Sundel R P, Newburger J W
Department of Pediatrics, Harvard Medical School.
Hosp Pract (Off Ed). 1993 Nov 15;28(11):51-4, 57-60, 64-6. doi: 10.1080/21548331.1993.11442873.
In 1967, Tomisaku Kawasaki described a syndrome of mucocutaneous inflammation in 50 Japanese children. Seven years later, he reported his experience in English, emphasizing that 1% to 2% of affected children died of cardiac failure. Since then, Kawasaki disease has been described worldwide in children of all racial groups and has been recognized as a leading cause of acquired heart disease among children in the United States (Figure 1). The disease affects mostly toddlers; about 80% of patients are less than five years old, and only rare cases are seen in adolescents over age 15. Intravenous gamma globulin has recently been demonstrated to reduce systemic inflammation and the prevalence of coronary artery aneurysms in patients with Kawasaki disease. The treatment, however, is effective only if administered early in the illness. Hence, prompt and accurate diagnosis is essential. The following cases offer a context in which to discuss some of the clinical issues surrounding Kawasaki disease.

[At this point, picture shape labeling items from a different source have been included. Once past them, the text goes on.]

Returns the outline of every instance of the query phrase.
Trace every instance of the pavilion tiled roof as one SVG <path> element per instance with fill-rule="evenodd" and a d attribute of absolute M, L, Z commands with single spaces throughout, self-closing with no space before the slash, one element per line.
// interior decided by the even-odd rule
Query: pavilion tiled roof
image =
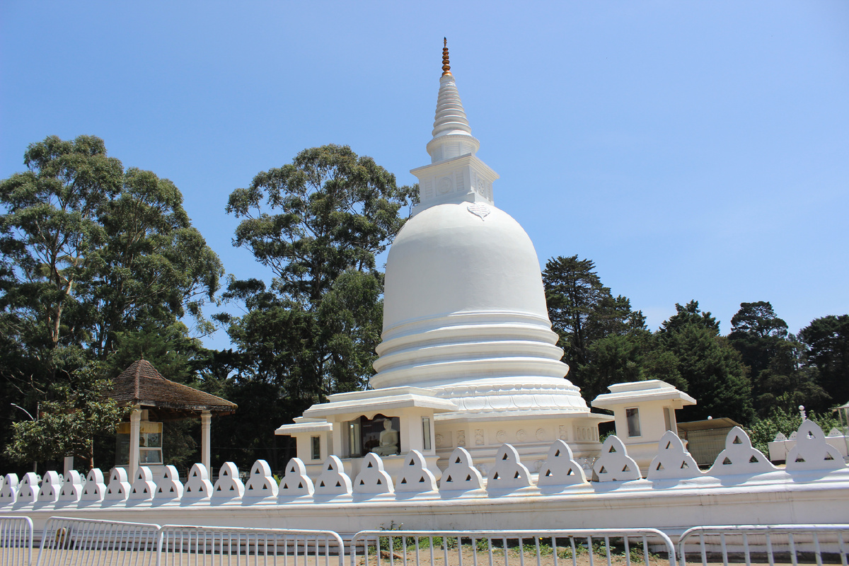
<path fill-rule="evenodd" d="M 134 361 L 121 372 L 110 396 L 119 405 L 227 413 L 237 408 L 226 399 L 166 379 L 147 360 Z"/>

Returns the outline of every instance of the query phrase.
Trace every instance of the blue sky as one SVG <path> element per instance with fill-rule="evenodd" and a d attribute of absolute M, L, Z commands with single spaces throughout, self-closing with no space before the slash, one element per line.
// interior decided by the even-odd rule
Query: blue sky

1967年,川崎富作描述了50名日本儿童的一种黏膜皮肤炎症综合征。七年后,他用英文报道了自己的经验,强调1%至2%的患病儿童死于心力衰竭。从那时起,川崎病在世界各地所有种族的儿童中均有报道,并已被公认为美国儿童后天性心脏病的主要病因(图1)。该病主要影响幼儿;约80%的患者年龄小于5岁,15岁以上青少年中仅见罕见病例。最近已证实,静脉注射丙种球蛋白可减轻川崎病患者的全身炎症并降低冠状动脉瘤的发生率。然而,该治疗仅在疾病早期给药时才有效。因此,及时准确的诊断至关重要。以下病例提供了一个背景,用以讨论围绕川崎病的一些临床问题。